Ясности Бенджамин в этом отношении, кажется, не имел.
— Вероятно. Это для газетной статьи, короче. Они опрашивают уйму писателей, как те собираются проголосовать.
— Ну и расскажи им, — проговорил Филип. Но тут его настигло внезапное подозрение. — Ты уже решил, да?
— Мне казалось, что да. Я уверенно думал, что собираюсь голосовать за «Остаться».
Филип ждал.
— Но?.. — подтолкнул он.
— Ну, все же запутано, да? Столько всяких доводов за оба варианта.
— Верно.
— Я поисследовал вопрос в сети. Столько всего нужно принять в расчет. Суверенитет, иммиграция, торговые партнерства, Маастрихтский договор, Лиссабонский договор, Единая сельскохозяйственная политика, Европейский суд, Еврокомиссия — в смысле, у Еврокомиссии слишком велика сейчас власть, верно же? В европейских институциях настоящий дефицит демократии.
— Ты, как мне кажется, вполне разобрался во всем этом. С чем неувязка?
— Нисколько я не разобрался. Погряз в сведениях и противоречивых мнениях. Читаю об этом три дня подряд. Сорок семь вкладок у меня открыто на компьютере.
— Какой объем статьи они от тебя хотят? Тысячу слов, две?
— Нет, всего пятьдесят. Опрашивают десятки писателей, у них там места немного.

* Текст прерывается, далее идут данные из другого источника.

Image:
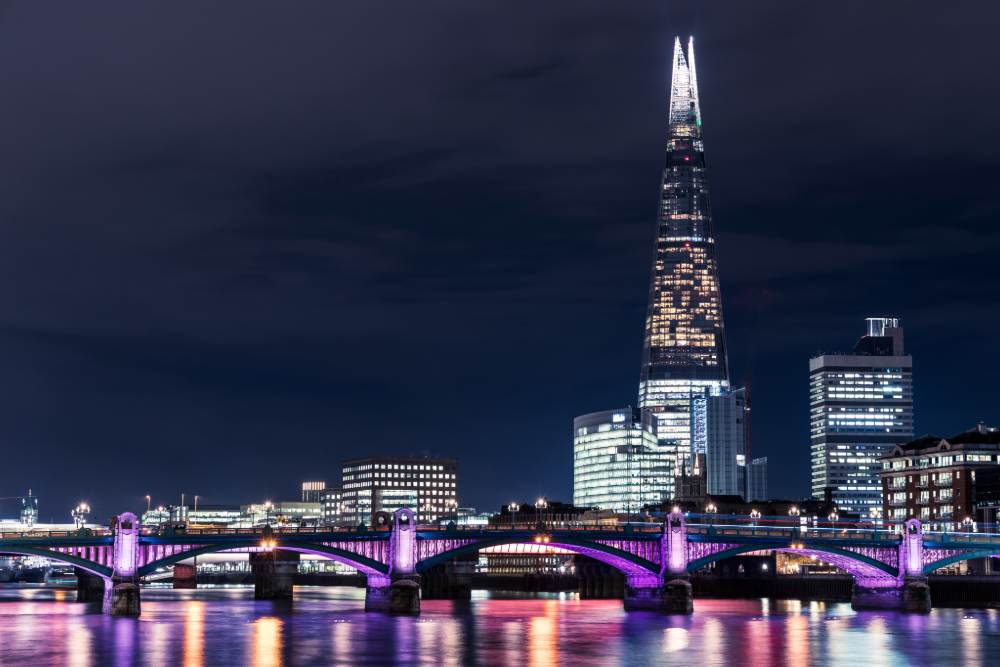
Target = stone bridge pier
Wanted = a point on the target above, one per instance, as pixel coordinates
(909, 591)
(121, 594)
(273, 574)
(89, 586)
(670, 590)
(399, 591)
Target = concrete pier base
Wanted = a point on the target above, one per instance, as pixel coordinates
(401, 595)
(913, 596)
(89, 587)
(673, 597)
(122, 598)
(273, 574)
(185, 576)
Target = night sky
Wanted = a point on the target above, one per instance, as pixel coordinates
(243, 241)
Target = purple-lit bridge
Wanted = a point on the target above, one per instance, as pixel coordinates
(889, 565)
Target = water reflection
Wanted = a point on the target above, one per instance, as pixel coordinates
(194, 633)
(328, 626)
(542, 636)
(266, 642)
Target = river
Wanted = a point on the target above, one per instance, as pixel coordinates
(323, 626)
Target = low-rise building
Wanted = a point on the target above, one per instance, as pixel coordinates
(934, 479)
(427, 486)
(312, 492)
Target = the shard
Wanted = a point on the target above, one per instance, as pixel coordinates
(684, 352)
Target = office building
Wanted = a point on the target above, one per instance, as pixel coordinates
(943, 481)
(720, 433)
(757, 480)
(331, 508)
(684, 351)
(427, 486)
(312, 492)
(282, 512)
(618, 464)
(860, 405)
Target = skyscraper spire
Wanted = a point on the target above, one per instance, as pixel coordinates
(684, 352)
(684, 105)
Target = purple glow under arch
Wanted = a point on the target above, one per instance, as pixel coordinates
(622, 562)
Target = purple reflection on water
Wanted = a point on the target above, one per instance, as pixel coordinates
(223, 626)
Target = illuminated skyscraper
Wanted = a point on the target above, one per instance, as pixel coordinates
(617, 463)
(684, 352)
(860, 405)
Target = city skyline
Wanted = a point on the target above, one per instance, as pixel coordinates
(267, 263)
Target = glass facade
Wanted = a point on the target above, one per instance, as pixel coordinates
(618, 463)
(723, 420)
(684, 348)
(427, 486)
(860, 405)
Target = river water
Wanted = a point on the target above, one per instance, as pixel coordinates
(225, 626)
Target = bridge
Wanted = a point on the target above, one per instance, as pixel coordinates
(889, 564)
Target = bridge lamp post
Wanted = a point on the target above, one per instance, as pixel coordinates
(710, 510)
(513, 507)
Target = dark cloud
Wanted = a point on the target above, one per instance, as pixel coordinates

— Ох, господи ты боже мой, Бенджамин, ты три дня возишься с пятьюдесятью словами? Бред какой-то. Они тебе платят?
— Нет, вряд ли. Забыл спросить.
Филип терял терпение.
— Да просто делай как все — голосуй нутром. Хочешь быть на одной стороне с Найджелом Фаражем и Борисом Джонсоном?
— Нет, конечно же.
— Ну и вот, пожалуйста тебе.
— Да, но так не годится же? Несуразица какая-то — это дело. Все так запутано. Как вообще решать-то? — Осмысляя абсурдность происходящего, он утратил сосредоточенность и проскочил на красный — в ответ прозвучал гневный хор клаксонов. — Ой, блин. Ладно, я уже почти на станции, мне пора.
— Ладненько, — отозвался Филип. — Рад был помочь.
Выглядел Чарли ужасно. Не брился, голову не мыл, не спал, зубы не чистил и пил без передыха полтора суток. К Бенджамину домой они приехали, когда уже перевалило за одиннадцать. Чарли схватил в кухне бутылку вина, сорвал крышку, не дожидаясь разрешения, и забрал ее с собой на террасу. Бенджамин последовал за ним с бокалами. Если и была какая луна в ту ночь, она пряталась в толщах густых облаков; по мнению Бенджамина, пить на улице было слишком холодно.
— Она меня опять вытурила, — сказал Чарли, когда они уселись за стол. — И говорит, что это в последний раз.